Ros Gold-Onwude and DJ Poizon Ivy take Boardroom behind the scenes of an incredible two weeks in Rwanda at the BAL.

It felt like the beginning of a new age. A new era.

After a year of delay due to COVID-19, the Basketball Africa League debuted with a two-week tournament in Rwanda’s capital city of Kigali comprised of 12 of the best domestic clubs from seven African nations. A joint venture between the NBA and FIBA, the BAL is a groundbreaking effort to bring a premier, centralized basketball league to the continent — and all the infrastructure, jobs, TV viewership, and moneymaking opportunities that come with it.

The goal is to not just grow the sport of basketball in Africa and develop the world’s next great superstars, but also to highlight the beauty, heritage, culture that lives and breathes there.

Due to the pandemic, what was supposed to be a full inaugural season became a tourney held from May 16-30.

With the first BAL season now in the books, Boardroom spoke with two people on the ground in Kigali who had a close-up view of the tournament: our own Ros Gold-Onwude, who covered the event for ESPN, and Ivy “DJ Poizon Ivy” Awino, the in-house turntablist and music director for the event.

They discussed the unique experience of witnessing a historic, impactful, and resonant moment for basketball history — what it all means in the bigger picture for the future of the African continent.

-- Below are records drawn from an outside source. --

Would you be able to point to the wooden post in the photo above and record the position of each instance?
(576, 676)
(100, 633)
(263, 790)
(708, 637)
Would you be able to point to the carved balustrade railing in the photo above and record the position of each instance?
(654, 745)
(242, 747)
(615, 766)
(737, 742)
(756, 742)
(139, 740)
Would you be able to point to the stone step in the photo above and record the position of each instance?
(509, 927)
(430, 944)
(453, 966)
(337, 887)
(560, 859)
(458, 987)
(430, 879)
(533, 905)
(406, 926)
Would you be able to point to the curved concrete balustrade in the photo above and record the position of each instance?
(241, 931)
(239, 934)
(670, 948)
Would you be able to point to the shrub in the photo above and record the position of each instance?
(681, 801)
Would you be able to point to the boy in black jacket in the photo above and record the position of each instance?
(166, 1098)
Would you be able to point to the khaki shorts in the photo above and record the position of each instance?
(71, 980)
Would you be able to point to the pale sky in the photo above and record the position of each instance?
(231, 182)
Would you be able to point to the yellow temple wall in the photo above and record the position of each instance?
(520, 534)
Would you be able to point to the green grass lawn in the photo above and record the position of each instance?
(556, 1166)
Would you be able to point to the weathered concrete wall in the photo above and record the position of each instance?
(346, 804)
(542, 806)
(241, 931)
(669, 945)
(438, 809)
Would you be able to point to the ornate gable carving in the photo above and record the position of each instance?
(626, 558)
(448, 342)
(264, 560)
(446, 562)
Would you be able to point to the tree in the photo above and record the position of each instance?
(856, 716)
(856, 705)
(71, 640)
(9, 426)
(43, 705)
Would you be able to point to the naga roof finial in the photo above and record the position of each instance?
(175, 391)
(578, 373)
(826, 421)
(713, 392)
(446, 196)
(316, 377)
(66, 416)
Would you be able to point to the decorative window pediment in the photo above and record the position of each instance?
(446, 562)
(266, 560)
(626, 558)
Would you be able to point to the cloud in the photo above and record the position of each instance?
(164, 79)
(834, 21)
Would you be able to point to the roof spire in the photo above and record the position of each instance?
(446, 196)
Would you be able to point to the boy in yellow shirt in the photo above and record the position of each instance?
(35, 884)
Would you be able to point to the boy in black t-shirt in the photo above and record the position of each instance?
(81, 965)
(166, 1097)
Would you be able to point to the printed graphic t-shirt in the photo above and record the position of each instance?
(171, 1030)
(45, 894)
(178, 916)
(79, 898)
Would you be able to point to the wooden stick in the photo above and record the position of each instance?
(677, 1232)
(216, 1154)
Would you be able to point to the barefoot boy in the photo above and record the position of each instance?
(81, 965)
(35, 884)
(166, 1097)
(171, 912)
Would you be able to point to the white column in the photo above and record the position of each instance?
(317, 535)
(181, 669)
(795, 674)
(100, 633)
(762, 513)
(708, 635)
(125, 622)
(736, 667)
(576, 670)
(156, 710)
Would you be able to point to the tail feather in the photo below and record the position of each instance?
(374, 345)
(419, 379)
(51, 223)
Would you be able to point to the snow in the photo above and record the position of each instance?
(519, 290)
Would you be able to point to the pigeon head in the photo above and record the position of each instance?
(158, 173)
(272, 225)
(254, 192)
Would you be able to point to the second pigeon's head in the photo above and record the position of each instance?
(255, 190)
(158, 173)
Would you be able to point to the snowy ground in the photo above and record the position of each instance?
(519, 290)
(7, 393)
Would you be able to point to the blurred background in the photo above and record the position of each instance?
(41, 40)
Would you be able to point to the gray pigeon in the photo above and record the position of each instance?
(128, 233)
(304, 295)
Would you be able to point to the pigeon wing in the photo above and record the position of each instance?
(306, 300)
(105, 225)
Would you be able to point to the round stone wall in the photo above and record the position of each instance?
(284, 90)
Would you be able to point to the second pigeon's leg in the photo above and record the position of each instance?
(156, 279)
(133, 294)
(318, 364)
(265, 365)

Ros Gold-Onwude: Reporting From Rwanda

“This is near and dear to my heart.”

Growing up in Queens, New York, Ros Gold-Onwude’s Nigerian-born father told her that she always has to know where she came from. She played basketball at Stanford and later for the Nigerian national team, and her passion for her father’s homeland is ever-present. With a commitment to visiting Africa once a year, she’s put in sweat equity, traveling to Johannesburg and Lagos and working the NBA’s Basketball Without Borders program for three straight summers in South Africa.

“There was an opportunity that presented itself to be in Africa for a week and see this historic, impactful and important moment for basketball history, [and] certainly for the future of Africa in general,” she said.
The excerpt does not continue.